Lately, I keep hearing the old Nike commercials, "Just do it" running through my head. Remember those? When that slogan was flying around and on t-shirts everywhere, I frankly did not get it. "Just do what? And why?" is what I usually thought.
Now, I get it, and I am totally feeling it on a daily basis. It's not like I'm running marathons or performing any amazing athletic feats, but I have been seeing a real difference when I just decide what has to be done, stop thinking about it, and start getting busy doing something about it.
It's not just about exercise, although I have been more active. It's about life and the fact that time is going to pass whether you are sitting around on your butt or actually doing things you love.
I've been reading a ton since I practically quit my job and have so much more time and energy, and a recurring theme that successful people mention is action. Thinking about goals and making lists is nice, but taking action is what gets things done.
So, I want to write. I'm just doing it. I'm clicking away on a daily basis and for a few weeks anyway, I've been sending something out into the paid writing world weekly. As you can imagine, I have not struck it rich in my couple of weeks at it, but I'm getting some responses, and I'm feeling very productive. I'm feeling like maybe I'm a writer.
I also want more music in my life, and I want to play it. I'm trying to just do it. We have guitars and keyboards here, there are a bazillion free lessons on YouTube, so there's really no excuse. If I want to play, I just need to do it. I am well aware that I am not a musical prodigy. In fact, I have a rather painful memory of my college roommates referring to me as "tone deaf." But you know what? I like playing with instruments, and who cares if I will never be a pro? I want to play because I like to play, and I can do that for myself. I no longer live with those roommates, so they don't have to suffer my practice, and my family is generally more accepting of beginning musicians (more so if they are in the other room.) Besides, they are beginners and practice a lot too.
Then there's art. I love creating things, but for a while, it just fell to the back burner. I am a pretty crafty homeschooling mom and have always been into the hands on projects with my kids, but now, I'm also wanting to make sure I make art because I want to, not just squeezing it in as a lesson for my kids. Actually, I think just doing it and creating because it is fun is probably the best lesson I could give them.
I'm also wanting to be stronger and healthier, physically that is. I feel blessed that I've never had a weight problem, especially considering the horrible processed food products I grew up eating, but skinny isn't the same as strong. I reformed my eating habits long ago when I was growing babies, and while I've always walked my dogs and liked hiking, I never really "exercised." Sweating has been something that I have avoided if at all possible. Well, as you can guess, wishing for muscles doesn't make them happen. Visualizing probably helps, but unless it's accompanied by some action, there isn't likely to be any magical muscle transformation.So, I'm doing it. I started with yoga and then pilates, and an occasional dance class, and it feels great.
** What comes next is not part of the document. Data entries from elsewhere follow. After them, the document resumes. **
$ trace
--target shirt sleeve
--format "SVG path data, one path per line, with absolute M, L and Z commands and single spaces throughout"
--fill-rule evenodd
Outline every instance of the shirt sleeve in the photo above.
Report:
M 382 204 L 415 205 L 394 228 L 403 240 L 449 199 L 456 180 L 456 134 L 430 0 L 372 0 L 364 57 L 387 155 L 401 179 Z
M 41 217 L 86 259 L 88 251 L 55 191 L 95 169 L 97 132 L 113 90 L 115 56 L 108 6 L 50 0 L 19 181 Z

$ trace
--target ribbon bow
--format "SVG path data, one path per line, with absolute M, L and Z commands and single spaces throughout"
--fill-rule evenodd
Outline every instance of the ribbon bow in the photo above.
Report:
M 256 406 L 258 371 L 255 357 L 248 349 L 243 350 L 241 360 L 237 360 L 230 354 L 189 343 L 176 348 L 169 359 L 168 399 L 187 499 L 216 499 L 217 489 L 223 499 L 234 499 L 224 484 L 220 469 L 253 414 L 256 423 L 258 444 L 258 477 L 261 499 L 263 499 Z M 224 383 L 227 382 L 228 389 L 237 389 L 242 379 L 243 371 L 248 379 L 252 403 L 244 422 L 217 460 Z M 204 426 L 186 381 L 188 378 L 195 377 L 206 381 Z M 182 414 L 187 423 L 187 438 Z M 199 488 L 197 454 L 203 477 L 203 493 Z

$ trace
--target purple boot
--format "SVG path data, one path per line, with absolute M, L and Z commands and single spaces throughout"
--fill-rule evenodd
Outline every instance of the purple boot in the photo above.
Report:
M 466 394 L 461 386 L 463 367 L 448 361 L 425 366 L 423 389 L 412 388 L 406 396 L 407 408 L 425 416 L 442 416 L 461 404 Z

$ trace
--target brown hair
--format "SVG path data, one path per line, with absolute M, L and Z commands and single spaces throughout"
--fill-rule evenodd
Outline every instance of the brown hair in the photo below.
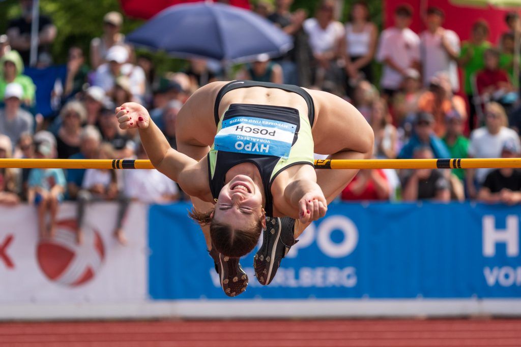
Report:
M 211 217 L 215 210 L 212 209 L 206 212 L 197 211 L 192 208 L 188 215 L 200 225 L 210 226 L 210 237 L 212 247 L 226 256 L 240 258 L 250 253 L 253 249 L 262 230 L 262 218 L 253 226 L 234 229 L 229 224 L 216 222 Z

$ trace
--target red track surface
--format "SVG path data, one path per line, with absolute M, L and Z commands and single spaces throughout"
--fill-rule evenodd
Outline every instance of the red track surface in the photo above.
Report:
M 0 346 L 521 346 L 521 320 L 93 322 L 0 324 Z

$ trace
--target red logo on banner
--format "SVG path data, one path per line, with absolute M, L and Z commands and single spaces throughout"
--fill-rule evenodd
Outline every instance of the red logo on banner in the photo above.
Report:
M 15 237 L 11 234 L 7 235 L 3 242 L 0 243 L 0 259 L 3 261 L 4 263 L 7 268 L 15 268 L 15 264 L 11 260 L 11 258 L 7 255 L 7 247 L 13 242 Z
M 76 221 L 57 223 L 54 238 L 41 240 L 37 254 L 40 267 L 51 280 L 75 287 L 94 278 L 105 258 L 103 242 L 95 229 L 85 226 L 82 245 L 76 243 Z

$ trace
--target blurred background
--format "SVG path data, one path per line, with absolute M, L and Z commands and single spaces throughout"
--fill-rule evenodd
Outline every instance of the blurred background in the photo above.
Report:
M 373 127 L 375 158 L 521 155 L 519 1 L 215 2 L 0 2 L 0 158 L 147 159 L 138 133 L 119 128 L 115 107 L 144 105 L 175 148 L 183 104 L 232 79 L 345 99 Z M 520 203 L 518 170 L 361 171 L 269 287 L 255 280 L 253 255 L 241 260 L 249 286 L 230 299 L 187 216 L 188 197 L 161 174 L 0 169 L 0 320 L 519 317 Z M 277 331 L 302 333 L 272 344 L 398 345 L 367 339 L 432 328 L 406 345 L 521 345 L 515 320 L 406 321 L 410 330 L 392 320 L 313 322 L 283 323 Z M 176 324 L 195 332 L 186 341 L 206 329 Z M 120 329 L 92 324 L 61 327 Z M 221 324 L 213 331 L 233 326 Z M 0 324 L 0 345 L 83 341 L 45 340 L 49 327 Z M 448 330 L 466 335 L 444 345 Z M 331 337 L 353 331 L 362 335 Z

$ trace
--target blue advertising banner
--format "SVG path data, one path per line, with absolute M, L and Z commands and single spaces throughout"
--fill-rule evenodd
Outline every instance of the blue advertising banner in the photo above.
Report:
M 153 299 L 223 299 L 189 204 L 149 212 Z M 330 205 L 283 259 L 274 281 L 241 263 L 241 299 L 521 298 L 519 207 L 474 203 Z

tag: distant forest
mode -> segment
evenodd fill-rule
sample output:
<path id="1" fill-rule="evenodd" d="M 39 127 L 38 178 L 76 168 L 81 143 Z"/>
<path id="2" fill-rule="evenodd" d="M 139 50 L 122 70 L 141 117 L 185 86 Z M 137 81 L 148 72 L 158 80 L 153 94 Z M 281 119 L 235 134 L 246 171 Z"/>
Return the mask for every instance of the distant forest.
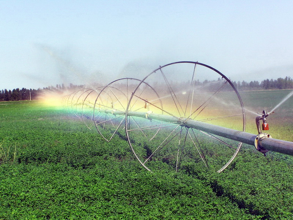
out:
<path id="1" fill-rule="evenodd" d="M 219 78 L 218 81 L 220 81 Z M 197 81 L 197 85 L 204 86 L 209 83 L 214 82 L 214 80 L 209 81 L 206 80 L 202 82 Z M 231 81 L 236 89 L 239 91 L 246 91 L 261 89 L 293 89 L 293 79 L 290 77 L 286 77 L 285 79 L 278 78 L 277 79 L 270 80 L 268 79 L 260 83 L 258 81 L 251 81 L 248 82 L 244 80 L 242 82 L 238 81 Z M 190 83 L 190 82 L 189 82 Z M 171 84 L 174 84 L 174 82 Z M 185 85 L 184 86 L 187 85 Z M 21 89 L 18 88 L 13 89 L 11 91 L 6 89 L 0 90 L 0 101 L 18 101 L 23 100 L 35 100 L 46 92 L 54 92 L 62 94 L 65 92 L 73 91 L 76 89 L 84 88 L 84 85 L 73 85 L 71 83 L 69 86 L 64 84 L 56 85 L 56 87 L 49 86 L 43 89 L 39 88 L 37 89 L 28 89 L 23 88 Z"/>

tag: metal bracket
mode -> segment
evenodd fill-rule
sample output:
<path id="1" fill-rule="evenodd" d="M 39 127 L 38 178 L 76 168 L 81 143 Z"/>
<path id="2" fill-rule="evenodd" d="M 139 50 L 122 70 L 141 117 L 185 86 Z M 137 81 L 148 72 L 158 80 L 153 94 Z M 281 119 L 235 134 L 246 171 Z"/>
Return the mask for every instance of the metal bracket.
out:
<path id="1" fill-rule="evenodd" d="M 256 136 L 254 140 L 254 146 L 255 148 L 260 152 L 265 154 L 265 153 L 269 151 L 269 150 L 263 147 L 261 145 L 261 141 L 264 139 L 268 138 L 272 138 L 268 134 L 266 133 L 260 133 Z"/>

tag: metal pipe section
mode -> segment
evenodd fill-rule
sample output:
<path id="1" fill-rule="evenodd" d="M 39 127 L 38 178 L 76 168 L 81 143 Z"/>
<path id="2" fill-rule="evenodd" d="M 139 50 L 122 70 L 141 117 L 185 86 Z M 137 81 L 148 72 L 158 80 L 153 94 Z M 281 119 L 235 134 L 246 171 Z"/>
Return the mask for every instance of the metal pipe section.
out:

Well, not while I'm doing it- all that core work in pilates makes my eyes loll about in my head and causes me pain in muscles I never knew existed, but later...later I feel great- more energy, better mood and all.
I want to cook. I want to see the world. I want to speak Spanish. I want so many things. And if I am the one that wants these things, I am the one that needs to go for them. For the first time in my life, instead of just thinking about the things I want to do, I am just doing them.
Just doing it actually feels great. It's all baby steps, no book contracts, art shows, concerts, or marathons just yet, but it's at least steps in the right direction.